Born: 1944 - Died: 2011
Claus Bolby was actually a fly technician, but worked more creative in his spare time with many different materials and forms of expression. These mixed media activities and his technical skills brought Bolby into lighting design, and one of his first tasks with lighting designs, was the recent built and very modern Strandby Church in northern Jutland.
The lights were designed to symbolize a Danish priest’s collar with acrylic staves, (lamellas) radiating from a metal tube. These church lights were very large, measuring 80cm in diameter and called Præstekraver.
At the age of 23 in 1966 Claus Bolby started the production of a smaller version of the church light for private use.
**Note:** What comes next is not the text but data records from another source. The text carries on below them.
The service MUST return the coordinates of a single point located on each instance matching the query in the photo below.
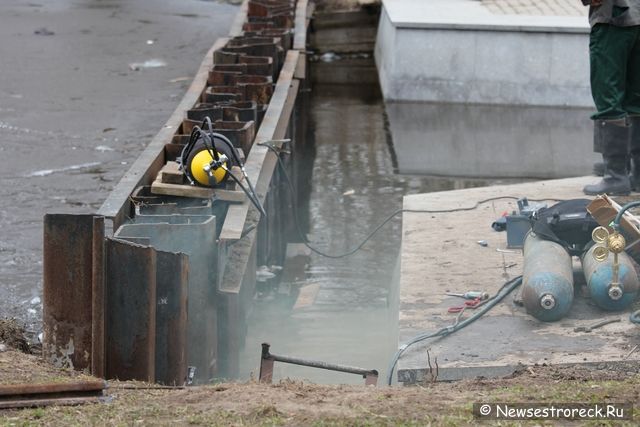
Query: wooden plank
(261, 161)
(300, 37)
(301, 67)
(165, 189)
(147, 165)
(171, 173)
(238, 22)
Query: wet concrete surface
(74, 114)
(492, 141)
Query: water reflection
(338, 311)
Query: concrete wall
(498, 61)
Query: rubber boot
(598, 169)
(634, 149)
(613, 138)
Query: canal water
(363, 159)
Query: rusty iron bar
(267, 361)
(12, 390)
(15, 396)
(57, 401)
It was produced in acrylic of various colors. The production started in Bolby’s basement, in his home in Silkeborg, together with his wife Jytte. He sold them through different shops under the title Symfoni. For the next ten years he kept producing variations of the Symfoni.
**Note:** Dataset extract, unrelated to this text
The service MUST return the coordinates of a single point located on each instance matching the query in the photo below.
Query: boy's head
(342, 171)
In the late 1960s, Claus Bolby performed all kinds of chemical experiments with the acrylic staves, left over from the Symfoni production. Thus began the production of Bolby’s completely original lamp design, called Vega in 1968. The small lighting factory was called Cebo Industri ApS, and Bolby’s next lamp models were given numbers rather than names, perhaps reflecting how fast the project was moving. From 1969, Cebo produced the lights and sold them to Lyskær Belysning, which sold increasingly popular lamps on under their own name.
In the early 1970s, the lights became so popular, that Bolby was producing lights for other leading Danish lighting companies, including LYFA and Nordisk Solar Compagni – later distributing the Symfoni among other lights.
The Cebo Industri production moved to a larger factory in Silkeborg, in 1974, as the international demand rose. As the interest of the colourful acrylic lights fell in the 1980s, Bolby started a production of technical lights and spotlights. Production was sold in 1995, and eventually phased out a few years later.
Claus Bolby and his wife Jytte continued with special lighting for the visually impaired, until his death in 2011.